2020s – Geopolitical conflict, supply chain attacks, and increased UK focus

2020

  • The rapid shift to remote working due to Covid-19 led to increased frequency and intensity of cyber attacks on remote workers.
  • Broadband provider Virgin Media exposed the personal data of 900,000 customers for around ten months due to a database misconfiguration.
  • Construction company Interserve exposed 113,000 staff records after an employee forwarded a phishing email, leading to attackers uninstalling antivirus software and encrypting data.
  • The SolarWinds supply chain attack occurred, where hackers compromised the vendor’s systems and added malicious code to its software updates.

2021

  • Supply chain attacksbecame a key threat, often catching organizations unwittingly.
  • The Colonial Pipeline fuel group in the US was attacked by the Darkside ransomware group, serving as a “wake-up call” to the potential impact on critical national infrastructure (CNI).
  • The Log4Shell zero-day vulnerability was discovered, considered arguably one of the largest and most critical vulnerabilities ever due to its ubiquity and ease of exploitation.

2022

  • Cyber threats increased significantly due to the fallout from Russia’s invasion of Ukraine.
  • The Ronin Network was compromised, leading to the theft of approximately $620 million in Ether and USDC, later attributed by the FBI to the North Korean state-sponsored Lazarus Group.

2023

  • Ransoms paid by companies reached $1 billion.
  • A cyberattack on DP World paralysed imports and exports in Australia for several days.

2024

  • Russian hackers infiltrated Microsoft’s systems, accessing staff and customer emails.
  • The NCSC responded to several cyber-attacks in the health sector, including the ransomware attack on pathology services provider Synnovis.
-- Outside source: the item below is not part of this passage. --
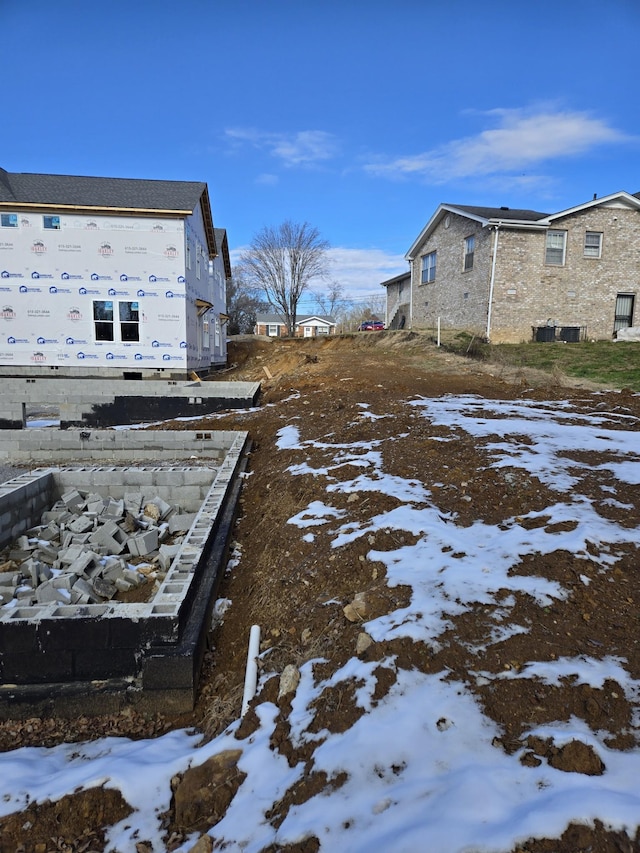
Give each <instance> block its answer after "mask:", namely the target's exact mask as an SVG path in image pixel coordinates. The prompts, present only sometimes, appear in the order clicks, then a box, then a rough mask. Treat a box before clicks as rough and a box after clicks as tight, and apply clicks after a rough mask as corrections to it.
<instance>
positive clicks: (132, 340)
mask: <svg viewBox="0 0 640 853" xmlns="http://www.w3.org/2000/svg"><path fill="white" fill-rule="evenodd" d="M118 314H119V317H120V340H121V341H139V340H140V311H139V308H138V303H137V302H119V303H118Z"/></svg>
This incident caused significant clinical healthcare disruption across London, incurred costs of £32.7 million, and directly contributed to at least one patient death.
  • The UK and allies publicly uncovered a Russian military unit carrying out cyber-attacks and digital sabotage for the first time.
  • The NCSC issued advice to counter a China-linked campaign targeting thousands of devices.
  • All UK schools were made eligible for the free protective DNS (PDNS) cyber resilience service.
  • The 10th anniversary of the Cyber Essentials scheme was marked.
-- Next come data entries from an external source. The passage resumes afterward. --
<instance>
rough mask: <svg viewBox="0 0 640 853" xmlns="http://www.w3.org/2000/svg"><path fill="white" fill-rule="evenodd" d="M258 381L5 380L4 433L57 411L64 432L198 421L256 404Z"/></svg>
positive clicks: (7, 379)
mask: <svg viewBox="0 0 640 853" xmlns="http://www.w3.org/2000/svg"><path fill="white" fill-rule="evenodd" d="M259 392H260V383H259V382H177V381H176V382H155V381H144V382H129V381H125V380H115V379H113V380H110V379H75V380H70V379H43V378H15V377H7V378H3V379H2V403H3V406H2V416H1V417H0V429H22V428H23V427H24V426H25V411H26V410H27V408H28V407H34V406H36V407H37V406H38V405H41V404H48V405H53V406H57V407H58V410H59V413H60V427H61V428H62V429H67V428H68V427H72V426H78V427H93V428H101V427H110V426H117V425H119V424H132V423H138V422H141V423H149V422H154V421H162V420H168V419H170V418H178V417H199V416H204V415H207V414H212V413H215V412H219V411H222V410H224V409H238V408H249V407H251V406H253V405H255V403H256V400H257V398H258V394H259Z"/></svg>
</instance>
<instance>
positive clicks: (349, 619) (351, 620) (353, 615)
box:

2024–2025 (NCSC Annual Review Period)

  • The NCSC Incident Management Team handled 429 total cyber incidents, with 204 classified as nationally significant—a staggering 129% increase from the previous year.
  • Incidents categorised as highly significant (category 2) reached 18, marking a 50% increase for the third consecutive year.
  • High-profile ransomware attacks impacted major organisations, including Marks & Spencer, the Co-op Group and Jaguar Land Rover. The estimated cost of the Marks and Spencer incidents exceeded £300m.
  • Attacks exploiting vulnerabilities in legacy systems, such as those related to Microsoft SharePoint Server, Ivanti Connect Secure, and Fortinet FortiManager (three CVEs), were associated with 29 incidents managed by the NCSC.

2025

  • The NCSC published new guidance outlining a three-phase timeline for organisations to transition to quantum-resistant encryption methods by 2035.
  • DSIT and the NCSC launched the Cyber Governance Code of Practice and Training for Boards.
  • The NCSC led international attribution against the Russian military intelligence group APT28.
  • Iranian state television faced a broadcast signal intrusion by Israeli hackers.
  • The Cyber Assessment Framework (CAF) v4.0 was launched to support essential service providers in strengthening cyber risk management.
  • Cyber security revenues are forecasted to reach $290 billion by 2027.